McGraw-Hill, Colorado. 1986, p. 68, 346.
"A product that was not originally defective may be found defective because of a failure to warn of or correct hazards subsequent to sale. A manufacturer has a continuing duty to study tests and monitor developments in the particular field in which his or her product is used. The manufacturer must also apply sound judgment in analyzing the product and anticipating problems or dangers which may arise. Thus, a manufacturer may owe a duty to update a warning which, when given, was adequate, but by virtue of advancements and knowledge about the product, is now inadequate to disclose the new risk."
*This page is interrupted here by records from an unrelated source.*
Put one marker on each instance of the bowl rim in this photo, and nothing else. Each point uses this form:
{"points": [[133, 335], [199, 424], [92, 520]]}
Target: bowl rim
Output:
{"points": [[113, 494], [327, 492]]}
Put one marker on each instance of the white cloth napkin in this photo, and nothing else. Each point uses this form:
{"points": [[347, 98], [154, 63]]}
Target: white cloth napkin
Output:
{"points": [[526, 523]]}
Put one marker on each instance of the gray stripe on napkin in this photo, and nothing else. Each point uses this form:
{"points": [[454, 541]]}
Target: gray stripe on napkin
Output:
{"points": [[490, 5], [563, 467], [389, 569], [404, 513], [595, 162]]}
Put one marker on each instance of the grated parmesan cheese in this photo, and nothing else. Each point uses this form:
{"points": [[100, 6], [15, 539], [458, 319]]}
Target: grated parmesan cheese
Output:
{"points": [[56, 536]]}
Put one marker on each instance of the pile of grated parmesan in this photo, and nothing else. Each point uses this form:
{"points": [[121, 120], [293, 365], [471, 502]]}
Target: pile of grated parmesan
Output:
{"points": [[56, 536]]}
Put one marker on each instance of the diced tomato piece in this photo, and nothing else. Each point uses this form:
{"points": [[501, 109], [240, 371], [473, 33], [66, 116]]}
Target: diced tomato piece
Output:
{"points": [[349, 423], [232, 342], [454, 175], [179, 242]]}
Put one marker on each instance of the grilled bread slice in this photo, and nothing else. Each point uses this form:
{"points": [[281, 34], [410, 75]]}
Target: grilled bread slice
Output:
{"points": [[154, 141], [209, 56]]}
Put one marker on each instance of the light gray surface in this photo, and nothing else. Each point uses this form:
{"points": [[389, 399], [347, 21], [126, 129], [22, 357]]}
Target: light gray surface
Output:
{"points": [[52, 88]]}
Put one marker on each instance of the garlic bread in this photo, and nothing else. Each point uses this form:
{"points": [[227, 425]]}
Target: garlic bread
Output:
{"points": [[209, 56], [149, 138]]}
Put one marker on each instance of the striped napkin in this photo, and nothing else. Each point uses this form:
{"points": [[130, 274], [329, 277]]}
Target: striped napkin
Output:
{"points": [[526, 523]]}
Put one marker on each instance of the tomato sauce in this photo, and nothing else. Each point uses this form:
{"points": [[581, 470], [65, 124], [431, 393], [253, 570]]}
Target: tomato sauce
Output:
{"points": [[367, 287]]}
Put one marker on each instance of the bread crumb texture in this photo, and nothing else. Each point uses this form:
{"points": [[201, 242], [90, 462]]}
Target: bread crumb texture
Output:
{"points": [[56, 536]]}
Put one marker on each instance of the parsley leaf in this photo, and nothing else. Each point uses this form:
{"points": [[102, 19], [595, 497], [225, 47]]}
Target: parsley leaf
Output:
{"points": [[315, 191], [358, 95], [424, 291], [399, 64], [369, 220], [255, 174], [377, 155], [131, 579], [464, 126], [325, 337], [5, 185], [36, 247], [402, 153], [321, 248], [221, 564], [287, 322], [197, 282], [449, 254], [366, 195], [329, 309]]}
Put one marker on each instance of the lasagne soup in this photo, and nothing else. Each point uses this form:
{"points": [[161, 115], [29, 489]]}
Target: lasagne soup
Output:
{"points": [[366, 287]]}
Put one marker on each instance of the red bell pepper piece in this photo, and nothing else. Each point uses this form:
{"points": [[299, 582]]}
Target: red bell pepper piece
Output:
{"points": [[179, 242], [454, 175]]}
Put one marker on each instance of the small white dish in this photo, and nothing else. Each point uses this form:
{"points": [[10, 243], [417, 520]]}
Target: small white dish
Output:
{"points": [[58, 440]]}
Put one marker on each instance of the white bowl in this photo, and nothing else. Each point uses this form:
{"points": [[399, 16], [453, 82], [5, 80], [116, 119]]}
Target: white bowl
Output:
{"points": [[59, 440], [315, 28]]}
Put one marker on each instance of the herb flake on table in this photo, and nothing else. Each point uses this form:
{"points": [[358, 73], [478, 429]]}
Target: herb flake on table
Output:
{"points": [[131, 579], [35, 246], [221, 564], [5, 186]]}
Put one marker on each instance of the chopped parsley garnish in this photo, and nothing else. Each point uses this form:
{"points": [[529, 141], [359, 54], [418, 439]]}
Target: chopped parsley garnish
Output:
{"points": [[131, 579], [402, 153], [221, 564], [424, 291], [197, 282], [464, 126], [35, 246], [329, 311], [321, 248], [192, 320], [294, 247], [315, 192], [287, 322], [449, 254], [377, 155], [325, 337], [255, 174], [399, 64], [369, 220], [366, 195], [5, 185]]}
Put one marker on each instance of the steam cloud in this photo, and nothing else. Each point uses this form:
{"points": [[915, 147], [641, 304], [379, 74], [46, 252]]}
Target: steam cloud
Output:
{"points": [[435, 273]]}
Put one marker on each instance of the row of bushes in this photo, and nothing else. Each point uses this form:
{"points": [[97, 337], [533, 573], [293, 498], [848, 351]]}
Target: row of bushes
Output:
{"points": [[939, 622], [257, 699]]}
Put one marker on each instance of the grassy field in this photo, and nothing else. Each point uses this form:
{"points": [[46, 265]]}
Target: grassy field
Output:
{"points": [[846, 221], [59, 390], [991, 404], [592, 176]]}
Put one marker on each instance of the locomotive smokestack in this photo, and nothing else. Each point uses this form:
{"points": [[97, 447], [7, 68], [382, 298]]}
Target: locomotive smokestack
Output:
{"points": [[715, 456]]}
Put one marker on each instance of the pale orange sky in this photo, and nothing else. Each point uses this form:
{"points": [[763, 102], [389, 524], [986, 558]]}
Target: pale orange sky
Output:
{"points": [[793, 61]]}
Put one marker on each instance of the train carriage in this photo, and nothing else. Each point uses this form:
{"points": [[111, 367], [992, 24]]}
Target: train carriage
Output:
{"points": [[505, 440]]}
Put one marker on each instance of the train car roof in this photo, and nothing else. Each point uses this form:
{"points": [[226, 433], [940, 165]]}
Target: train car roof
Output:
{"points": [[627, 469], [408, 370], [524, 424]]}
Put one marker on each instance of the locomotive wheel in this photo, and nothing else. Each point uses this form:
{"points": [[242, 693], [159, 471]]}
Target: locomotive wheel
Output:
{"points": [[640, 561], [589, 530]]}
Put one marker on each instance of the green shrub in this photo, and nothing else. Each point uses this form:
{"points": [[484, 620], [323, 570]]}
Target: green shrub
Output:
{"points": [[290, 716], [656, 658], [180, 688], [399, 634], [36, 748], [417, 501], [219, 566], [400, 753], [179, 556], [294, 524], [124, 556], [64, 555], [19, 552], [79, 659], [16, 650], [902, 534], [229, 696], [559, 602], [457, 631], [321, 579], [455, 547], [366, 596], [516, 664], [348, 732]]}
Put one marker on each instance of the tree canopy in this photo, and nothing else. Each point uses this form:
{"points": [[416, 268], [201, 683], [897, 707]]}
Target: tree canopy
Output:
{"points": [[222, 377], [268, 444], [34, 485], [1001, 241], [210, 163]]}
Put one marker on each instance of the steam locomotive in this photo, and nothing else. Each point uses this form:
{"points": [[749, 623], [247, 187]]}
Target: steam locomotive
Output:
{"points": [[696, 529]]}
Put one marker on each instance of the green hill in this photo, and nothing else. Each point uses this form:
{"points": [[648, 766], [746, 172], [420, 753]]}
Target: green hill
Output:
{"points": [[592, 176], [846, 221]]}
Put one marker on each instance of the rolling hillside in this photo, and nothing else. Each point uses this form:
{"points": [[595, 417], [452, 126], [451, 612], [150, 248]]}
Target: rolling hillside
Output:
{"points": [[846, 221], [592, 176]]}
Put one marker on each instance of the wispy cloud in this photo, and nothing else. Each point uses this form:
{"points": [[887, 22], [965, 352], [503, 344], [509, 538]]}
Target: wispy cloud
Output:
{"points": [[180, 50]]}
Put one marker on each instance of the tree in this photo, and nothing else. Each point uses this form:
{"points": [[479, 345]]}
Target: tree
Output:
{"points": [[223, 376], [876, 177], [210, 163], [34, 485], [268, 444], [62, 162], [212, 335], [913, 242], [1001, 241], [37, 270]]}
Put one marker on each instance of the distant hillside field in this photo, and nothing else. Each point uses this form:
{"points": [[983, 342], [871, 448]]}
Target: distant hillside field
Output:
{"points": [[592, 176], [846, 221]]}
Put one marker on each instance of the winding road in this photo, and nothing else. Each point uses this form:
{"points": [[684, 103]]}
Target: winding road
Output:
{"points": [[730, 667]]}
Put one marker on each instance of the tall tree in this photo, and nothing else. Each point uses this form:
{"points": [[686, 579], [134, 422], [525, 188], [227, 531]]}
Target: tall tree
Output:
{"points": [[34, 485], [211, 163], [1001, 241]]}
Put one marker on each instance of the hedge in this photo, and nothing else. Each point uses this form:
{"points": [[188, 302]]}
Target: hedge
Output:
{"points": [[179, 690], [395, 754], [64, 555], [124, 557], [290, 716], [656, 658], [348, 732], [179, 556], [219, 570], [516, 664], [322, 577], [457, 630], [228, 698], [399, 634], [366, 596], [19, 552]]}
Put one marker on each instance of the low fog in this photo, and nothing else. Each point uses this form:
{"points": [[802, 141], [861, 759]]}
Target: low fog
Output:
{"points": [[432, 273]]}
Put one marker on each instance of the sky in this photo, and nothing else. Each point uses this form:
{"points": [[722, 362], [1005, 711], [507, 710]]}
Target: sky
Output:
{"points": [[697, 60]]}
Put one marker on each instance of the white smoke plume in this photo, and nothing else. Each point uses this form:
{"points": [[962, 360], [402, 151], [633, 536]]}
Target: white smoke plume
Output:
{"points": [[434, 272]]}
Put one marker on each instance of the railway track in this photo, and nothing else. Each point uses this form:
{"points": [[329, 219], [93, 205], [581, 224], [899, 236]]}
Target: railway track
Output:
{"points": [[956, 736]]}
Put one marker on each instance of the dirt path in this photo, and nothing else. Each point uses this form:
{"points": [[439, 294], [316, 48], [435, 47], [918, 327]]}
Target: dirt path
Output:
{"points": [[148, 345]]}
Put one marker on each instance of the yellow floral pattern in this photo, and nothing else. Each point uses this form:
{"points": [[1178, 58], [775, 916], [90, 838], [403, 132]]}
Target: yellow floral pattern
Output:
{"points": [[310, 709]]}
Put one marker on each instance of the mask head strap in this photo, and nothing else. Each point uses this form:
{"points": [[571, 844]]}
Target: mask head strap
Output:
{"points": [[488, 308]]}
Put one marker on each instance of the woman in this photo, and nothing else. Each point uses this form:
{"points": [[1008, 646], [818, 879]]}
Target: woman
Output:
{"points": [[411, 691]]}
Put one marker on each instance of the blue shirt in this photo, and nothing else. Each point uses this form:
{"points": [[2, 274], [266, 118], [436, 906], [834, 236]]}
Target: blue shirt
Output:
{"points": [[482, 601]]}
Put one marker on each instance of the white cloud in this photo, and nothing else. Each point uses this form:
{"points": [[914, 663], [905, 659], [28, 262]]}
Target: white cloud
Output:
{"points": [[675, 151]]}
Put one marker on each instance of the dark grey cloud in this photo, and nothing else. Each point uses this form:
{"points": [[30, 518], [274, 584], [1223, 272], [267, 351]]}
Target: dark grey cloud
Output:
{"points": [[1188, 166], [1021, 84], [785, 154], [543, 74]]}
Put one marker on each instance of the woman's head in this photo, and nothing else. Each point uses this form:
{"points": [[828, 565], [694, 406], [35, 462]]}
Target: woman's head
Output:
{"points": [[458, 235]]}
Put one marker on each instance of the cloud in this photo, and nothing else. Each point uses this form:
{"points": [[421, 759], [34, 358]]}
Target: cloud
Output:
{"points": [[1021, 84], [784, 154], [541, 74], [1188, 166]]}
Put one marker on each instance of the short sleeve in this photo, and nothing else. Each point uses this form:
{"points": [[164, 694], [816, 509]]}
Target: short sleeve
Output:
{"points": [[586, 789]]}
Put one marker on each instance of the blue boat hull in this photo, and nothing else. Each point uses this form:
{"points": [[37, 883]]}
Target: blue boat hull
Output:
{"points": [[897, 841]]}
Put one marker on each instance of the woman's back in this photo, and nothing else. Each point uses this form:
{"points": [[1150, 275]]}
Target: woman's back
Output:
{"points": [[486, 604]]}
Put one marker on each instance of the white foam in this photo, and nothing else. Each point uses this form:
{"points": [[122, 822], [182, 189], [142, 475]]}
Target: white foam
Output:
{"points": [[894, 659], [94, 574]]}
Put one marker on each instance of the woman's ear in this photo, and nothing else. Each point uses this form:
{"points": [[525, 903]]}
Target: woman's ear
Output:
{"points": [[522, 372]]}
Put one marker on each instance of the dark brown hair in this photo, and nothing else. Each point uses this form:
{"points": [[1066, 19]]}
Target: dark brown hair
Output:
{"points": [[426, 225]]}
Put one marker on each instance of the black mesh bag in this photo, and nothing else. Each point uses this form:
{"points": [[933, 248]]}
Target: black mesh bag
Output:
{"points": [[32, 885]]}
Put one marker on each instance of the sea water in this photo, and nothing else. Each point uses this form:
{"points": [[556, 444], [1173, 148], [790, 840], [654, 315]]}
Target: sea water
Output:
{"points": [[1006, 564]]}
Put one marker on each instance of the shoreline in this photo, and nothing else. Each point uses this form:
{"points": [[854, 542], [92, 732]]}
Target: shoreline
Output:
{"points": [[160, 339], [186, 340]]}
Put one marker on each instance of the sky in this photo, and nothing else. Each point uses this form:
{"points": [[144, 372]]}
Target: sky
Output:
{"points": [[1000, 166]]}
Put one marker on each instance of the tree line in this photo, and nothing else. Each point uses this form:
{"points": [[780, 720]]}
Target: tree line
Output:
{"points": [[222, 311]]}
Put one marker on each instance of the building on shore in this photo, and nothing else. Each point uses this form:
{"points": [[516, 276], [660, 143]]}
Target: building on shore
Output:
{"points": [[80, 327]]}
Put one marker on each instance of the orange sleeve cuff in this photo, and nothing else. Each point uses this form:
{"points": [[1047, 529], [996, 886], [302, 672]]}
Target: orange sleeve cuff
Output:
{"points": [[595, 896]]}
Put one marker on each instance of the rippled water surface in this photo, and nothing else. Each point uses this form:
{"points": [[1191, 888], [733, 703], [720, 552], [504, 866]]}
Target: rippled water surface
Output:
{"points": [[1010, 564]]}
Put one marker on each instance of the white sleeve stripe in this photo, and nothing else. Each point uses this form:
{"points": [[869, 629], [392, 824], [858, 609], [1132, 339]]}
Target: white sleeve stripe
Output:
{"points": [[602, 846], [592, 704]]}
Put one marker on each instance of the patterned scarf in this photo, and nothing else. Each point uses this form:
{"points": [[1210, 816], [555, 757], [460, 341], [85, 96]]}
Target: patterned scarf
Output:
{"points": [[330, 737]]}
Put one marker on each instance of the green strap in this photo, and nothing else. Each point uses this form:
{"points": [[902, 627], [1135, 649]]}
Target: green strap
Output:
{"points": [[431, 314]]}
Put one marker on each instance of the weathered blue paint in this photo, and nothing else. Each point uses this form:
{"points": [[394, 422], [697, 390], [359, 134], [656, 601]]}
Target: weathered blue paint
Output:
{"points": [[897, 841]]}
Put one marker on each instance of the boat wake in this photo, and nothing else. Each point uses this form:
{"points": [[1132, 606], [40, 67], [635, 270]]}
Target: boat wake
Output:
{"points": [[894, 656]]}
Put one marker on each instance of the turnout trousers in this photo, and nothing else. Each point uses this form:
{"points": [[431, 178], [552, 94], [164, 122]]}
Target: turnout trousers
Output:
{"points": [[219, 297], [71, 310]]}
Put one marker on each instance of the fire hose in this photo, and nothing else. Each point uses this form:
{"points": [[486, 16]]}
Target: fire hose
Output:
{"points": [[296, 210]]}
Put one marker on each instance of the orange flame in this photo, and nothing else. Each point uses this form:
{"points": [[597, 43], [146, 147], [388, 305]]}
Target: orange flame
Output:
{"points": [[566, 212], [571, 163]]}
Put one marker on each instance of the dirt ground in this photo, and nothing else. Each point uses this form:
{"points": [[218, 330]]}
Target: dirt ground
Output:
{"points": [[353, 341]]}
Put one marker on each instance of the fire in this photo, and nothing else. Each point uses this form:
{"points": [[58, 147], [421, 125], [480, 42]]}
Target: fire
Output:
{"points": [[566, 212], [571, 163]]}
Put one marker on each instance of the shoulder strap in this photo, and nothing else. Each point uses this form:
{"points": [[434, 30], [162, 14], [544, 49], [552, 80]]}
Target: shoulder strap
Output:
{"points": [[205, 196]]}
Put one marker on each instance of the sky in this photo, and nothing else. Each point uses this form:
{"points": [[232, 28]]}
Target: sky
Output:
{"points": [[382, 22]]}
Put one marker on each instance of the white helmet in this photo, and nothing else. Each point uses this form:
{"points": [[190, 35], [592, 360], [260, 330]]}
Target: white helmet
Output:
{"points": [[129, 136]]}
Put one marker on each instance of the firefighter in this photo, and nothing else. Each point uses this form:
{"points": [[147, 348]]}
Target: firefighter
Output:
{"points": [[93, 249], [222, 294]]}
"Manufacturers must develop a traceability system whereby they can determine who the users of the equipment are and where the products are located... The manufacturer should maintain records that will permit an analysis of the potential recall magnitude."
- Carey, William R., "A Corporate Product Quality Assurance
Program". in Society of Automotive Engineers: Product Liability
and Quality SP-586. Society of Automotive Engineers, Warrendale, Pennsylvania.
1984, p. 30.
"The manufacturer has a continuing duty to users or consumers with respect to defects discovered after manufacturing."
- Dawson, John R. and Binder, Robert L., "How to Avoid (or Win)
Products Litigation". in Society of Automotive Engineers: Product
Liability and Quality SP-586. Society of Automotive Engineers, Warrendale,
Pennsylvania. 1984, p. 23.
"It also imposes an obligation to investigate problems discovered after a product already is in the field so that subsequent products are designed to avoid such problems."
- Kolb, John and Ross, Steven S., Product Safety and Liability: A
Desk Reference. McGraw-Hill, New York. 1980, p. 193.
"Organizing an effective product safety program requires more than formation of internal monitoring agents such as the product safety review. It also requires the formation of agents to develop and report information back on your product."
- National Safety Council, Product Safety: Management Guidelines.
National Safety Council, Chicago. 1989, p. 105.
"Retention periods of records of tests, analyses, quality control procedures, lot numbers, serial numbers, and shipping procedures should take into consideration the life of the product plus a period to account for factors such as statutes of limitation. Generally speaking, if a company cannot accurately define the life of its products, it should be theoretically prepared to consider retaining all product safety records in perpetuity."
- Organisation for Economic Cooperation and Development, Safety of
Consumer Products: Policy and Legislation in OECD member Countries.
Organisation for Economic Cooperation and Development, Paris. 1980,
p. 49.
"Once a hazard has been identified and confirmed, it is obviously important that all those who have purchased the defective product should be warned as quickly as possible."
- U. S. Consumer Product Safety Commission, Handbook and Standards
for Manufacturing Safer Consumer Products, June 1975. p. 38. Corrective
Action
"To prevent hazardous products from being delivered to consumers, it is necessary that manufacturers establish procedure to take prompt corrective action when appropriate. This action includes determination of hazard cause(s), prevention of their repetition, and removal of hazardous consumer products from production and distribution channels. Reporting procedures are necessary to keep executive management informed of product safety hazards and trends which might induce such hazards. Most importantly, arrangements must be provided for compliance with Section 15(b) of [the CPSA] to the effect that "Every manufacturer of a consumer product distributed in commerce, and every distributor and retailer of such product..." report to the CPSC products which contain "a defect which could create a substantial product hazard."
- Westinghouse Electric Corporation, Product Safety Label Handbook.
Westinghouse Printing Division, Trafford, Pennsylvania. 1985, p. 5.
Post-Sale Duty to Warn
"If a hazard is discovered after a product is sold, the manufacturer should consider informing product users or other appropriate persons about the risk. In some cases the product may have to be modified. In other cases it may be advisable to create a safety label."